3 of 60 comments (clear)

  1. Cache, Cache, Cache by Longstaff · · Score: 5, Insightful
    is *the* most important word around for dynamic sites.

    I've built a site that's able to handle 1-2 million dynamic page views per day. There's not a single static page on the whole site except for the 404 page.

    /. doesn't generate these pages on the fly, they're generated by a background process that runs every minute or so and stored as a file. There's no reason to requery the database if you don't have to.

    One trick that we currently use is a little daemon that runs on our app servers (custom java app). It's essentially a tcp socket interface to a hashtable with an expiration timestamp. Here's how the site works:

    1. request comes in
    2. front end server takes GET params and queries the local cache daemon to see if those objects are local
    3. if the objects are local - great - slap them together and deliver the page, otherwise
    4. query the database for the object info
    5. populate the cache daemon
    6. deliver the page
    Another trick we use is dumping the output from one dynamic page to be included by another. So, have a page that generates nothing but an element (eg. slashbox). Have a mechanism on the back end that requests that page and stores the result as a text file. The dynamic page (say, php or jsp) just uses an include directive pointing to the static text file - which can be formatted html.

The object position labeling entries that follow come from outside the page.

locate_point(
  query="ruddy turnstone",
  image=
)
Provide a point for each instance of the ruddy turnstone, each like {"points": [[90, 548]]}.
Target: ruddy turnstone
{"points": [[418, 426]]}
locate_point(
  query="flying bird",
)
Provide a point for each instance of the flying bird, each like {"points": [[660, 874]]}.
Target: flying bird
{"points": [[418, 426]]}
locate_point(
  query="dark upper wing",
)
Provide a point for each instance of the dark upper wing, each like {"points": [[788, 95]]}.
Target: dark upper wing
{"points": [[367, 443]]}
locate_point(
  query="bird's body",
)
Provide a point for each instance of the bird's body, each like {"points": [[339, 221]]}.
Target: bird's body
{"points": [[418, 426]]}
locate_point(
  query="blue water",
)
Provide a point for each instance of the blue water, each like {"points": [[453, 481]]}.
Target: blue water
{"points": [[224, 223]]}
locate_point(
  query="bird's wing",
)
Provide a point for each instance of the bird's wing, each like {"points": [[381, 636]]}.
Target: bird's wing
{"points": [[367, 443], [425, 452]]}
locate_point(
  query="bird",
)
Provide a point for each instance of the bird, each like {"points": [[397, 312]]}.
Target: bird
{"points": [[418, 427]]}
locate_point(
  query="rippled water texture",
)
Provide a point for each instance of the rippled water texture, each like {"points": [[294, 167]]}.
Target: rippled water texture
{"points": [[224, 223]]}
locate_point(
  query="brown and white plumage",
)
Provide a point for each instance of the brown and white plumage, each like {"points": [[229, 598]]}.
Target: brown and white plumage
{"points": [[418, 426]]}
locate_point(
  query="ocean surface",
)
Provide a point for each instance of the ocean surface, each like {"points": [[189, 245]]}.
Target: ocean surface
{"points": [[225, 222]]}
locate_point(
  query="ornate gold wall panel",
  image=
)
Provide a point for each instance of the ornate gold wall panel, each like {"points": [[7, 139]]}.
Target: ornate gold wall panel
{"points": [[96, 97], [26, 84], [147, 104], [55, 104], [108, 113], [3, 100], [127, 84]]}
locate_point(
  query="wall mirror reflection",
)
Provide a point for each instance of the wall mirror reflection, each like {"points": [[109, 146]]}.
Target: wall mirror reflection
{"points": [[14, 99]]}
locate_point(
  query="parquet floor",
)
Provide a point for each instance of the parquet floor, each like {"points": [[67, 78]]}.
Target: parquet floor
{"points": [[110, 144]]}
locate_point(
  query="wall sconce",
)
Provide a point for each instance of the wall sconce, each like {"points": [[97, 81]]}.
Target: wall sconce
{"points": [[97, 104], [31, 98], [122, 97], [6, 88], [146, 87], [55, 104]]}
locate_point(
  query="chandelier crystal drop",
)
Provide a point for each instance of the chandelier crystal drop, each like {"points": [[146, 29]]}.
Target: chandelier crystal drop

    Of course, the real weak point of the system (without clustering) is the database. Make sure that your data is index properly and that your queries are optimised. We have 2 tables with over a million rows each that get hit all the time. Proper data layout, quick queries and the local caches help our puny dual P3-733 (NON xeon) with a paltry 1GB of RAM dish out well over a million dynamic pages per day.
  2. Re:Kegel's site by Longstaff · · Score: 4, Insightful

    mod parent up - great link!

  3. NFS vs. rsync? by LedZeplin · · Score: 2, Insightful

    Several of you have discussed using NFS for cluster webservers to access a shared web root. My current setup uses rsync to distribute the files to the cluster nodes and I'm wondering why NFS? It seems that the rsync method would be a lot more failure resistant. If my primary server goes down the cluster nodes can serve the site as it was at time of failure. With an NFS server you would need a high availibility failover other wise all the cluster nodes are SOL right? I'm curious what the plus side to NFS is, maybe I'm missing out on something.